Dans un arrêt rendu le 30 janvier 2024, la chambre criminelle de la Cour de cassation met l’accent sur l’absence d’ambiguïté que doit nécessairement revêtir l’engagement pris par un État de non-application de la peine de mort d’une personne dont il demande l’extradition. 

 

En l’espèce, un homme, poursuivi pour homicide involontaire avec préméditation en Tunisie, a fait l’objet d’une demande d’extradition. À cet égard, la chambre de l’instruction de la cour d’appel d’Aix-en-Provence ordonne un supplément d’information visant à obtenir des autorités tunisiennes leur engagement à ne pas exécuter la peine de mort dans le cas où celle-ci serait prononcée à l’encontre de la personne réclamée. 

Supplément d’information obtenu, ladite chambre de l’instruction rend, le 31 mai 2023, un avis favorable à la demande d’extradition litigieuse. Elle considère en effet que les assurances fournies par les autorités tunisiennes permettent de conclure qu’une condamnation à mort, même si elle est prononcée, ne sera pas appliquée dès lors qu’aucune personne condamnée à mort n’a effectivement été exécutée depuis plus de trente-deux ans et dès lors que la Tunisie s’est engagée internationalement à ne pas appliquer cette peine après avoir levé les réserves qu’elle avait initialement formulées concernant le deuxième Protocole facultatif au Pacte international relatif aux droits civils et politiques, visant à abolir la peine de mort. 

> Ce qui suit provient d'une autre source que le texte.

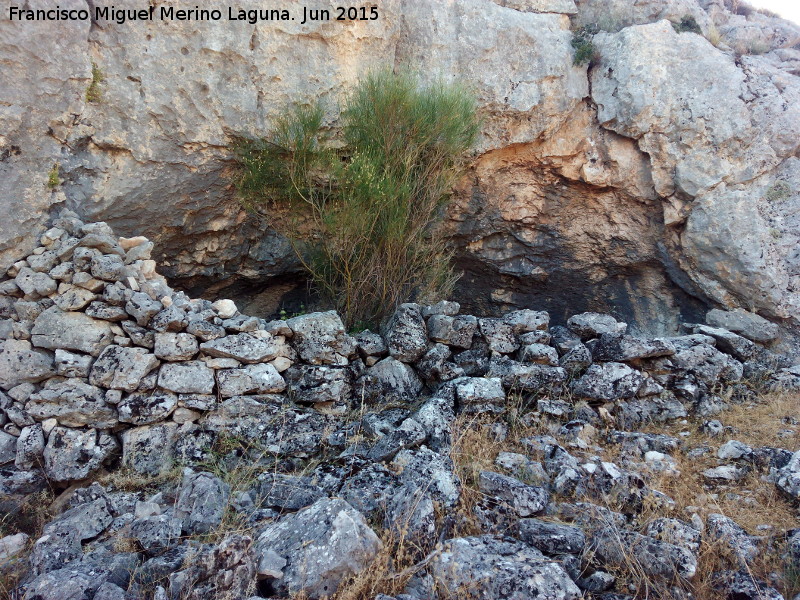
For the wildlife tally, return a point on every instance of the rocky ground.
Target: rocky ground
(155, 446)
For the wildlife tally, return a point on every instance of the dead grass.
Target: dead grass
(30, 518)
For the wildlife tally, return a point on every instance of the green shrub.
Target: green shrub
(585, 50)
(93, 93)
(362, 217)
(688, 24)
(52, 177)
(780, 190)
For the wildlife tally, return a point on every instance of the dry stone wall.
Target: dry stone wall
(105, 368)
(102, 362)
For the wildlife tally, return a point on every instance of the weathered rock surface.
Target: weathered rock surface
(496, 567)
(314, 549)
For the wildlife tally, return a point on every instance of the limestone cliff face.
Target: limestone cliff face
(659, 181)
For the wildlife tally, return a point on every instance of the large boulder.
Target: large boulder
(314, 549)
(493, 567)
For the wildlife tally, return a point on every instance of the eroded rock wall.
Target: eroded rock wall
(658, 181)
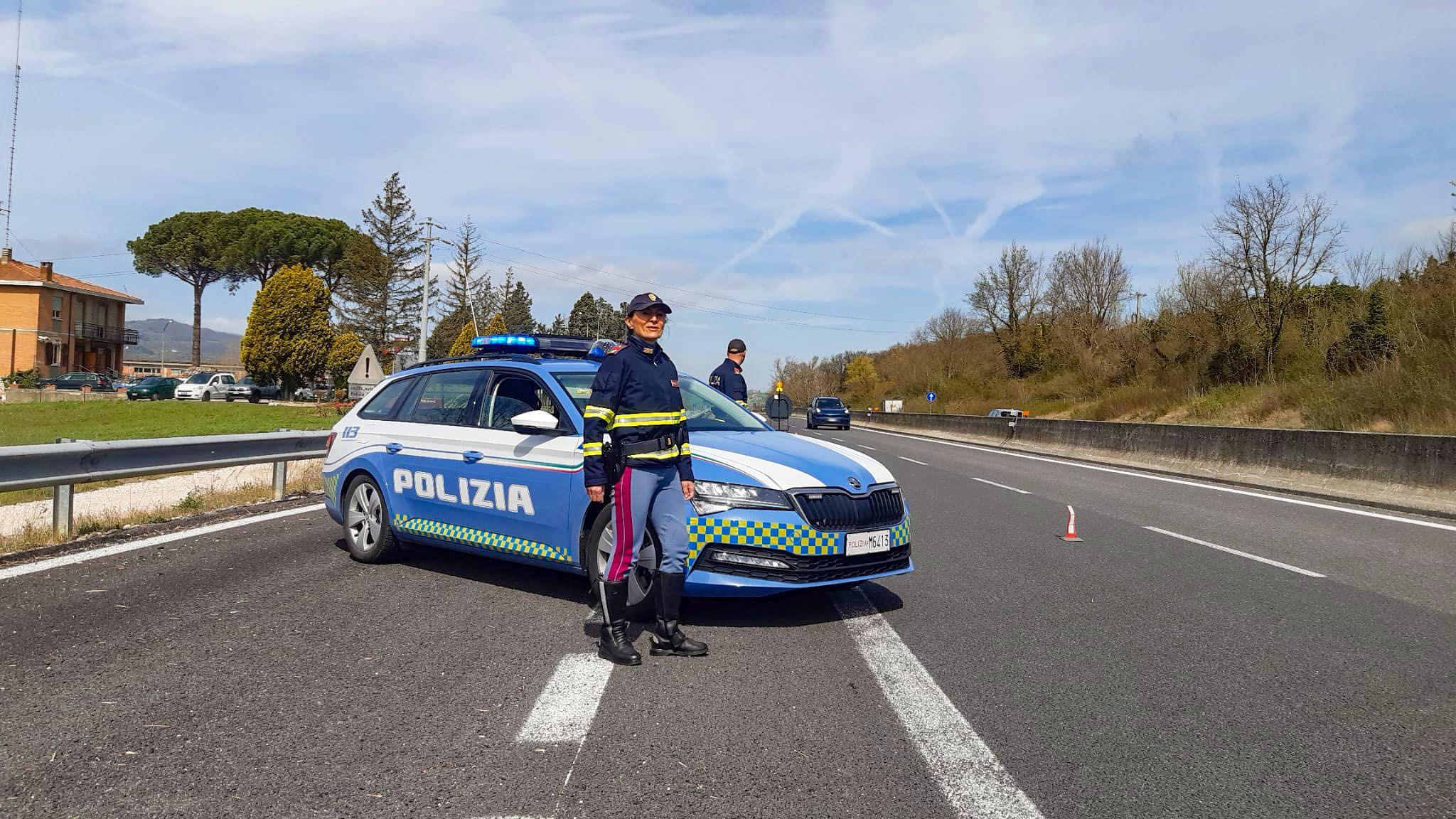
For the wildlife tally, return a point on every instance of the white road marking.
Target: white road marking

L’individu réclamé, considérant notamment que les garanties fournies par les autorités tunisiennes de non-application de la peine de mort à son égard ne sont ni précises ni effectives, introduit un pourvoi devant la Cour de cassation.  

 

Cette dernière est donc amenée à s’interroger sur la suffisance du complément d’information produit par les autorités tunisiennes, soit sur la teneur que doivent revêtir les garanties fournies par un État requérant une demande d’extradition de non-application de la peine de mort à la personne en faisant l’objet pour que puisse être délivré un avis favorable à l’exécution de cette demande.

 

Au visa des articles 3 de la Convention européenne des droits de l’homme et 696-15 du Code de procédure pénale, la Cour de cassation casse et annule l’arrêt de la chambre de l’instruction de la cour d’appel d’Aix-en-Provence. Elle considère que ladite chambre a privé son arrêt des conditions essentielles de son existence légale dès lors qu’elle s’est appuyée sur des considérations générales tenant à l’absence d’exécution des condamnations à mort depuis plus de trente-deux ans en Tunisie et aux engagements internationaux de cette dernière, qu’elle a elle-même qualifiés de « symboliques », pour en déduire que les autorités tunisiennes n’appliqueraient pas la peine de mort si celle-ci devait être prononcée à l’égard du requérant.

 

Ce faisant, la Cour de cassation instaure un certain standard d’effectivité que doivent revêtir les garanties fournies par l’État requérant permettant de s'assurer que la personne réclamée n'encourt pas le risque de se voir appliquer une peine contraire à l'ordre public français. En effet, ce n’est que lorsque l’État requérant a pris l’engagement « dénué de toute ambiguïté » que la peine de mort ne sera pas appliquée à la personne réclamée qu’une chambre de l’instruction pourra émettre un avis favorable à une demande d’extradition, ce qui n’était pas le cas en l’espèce.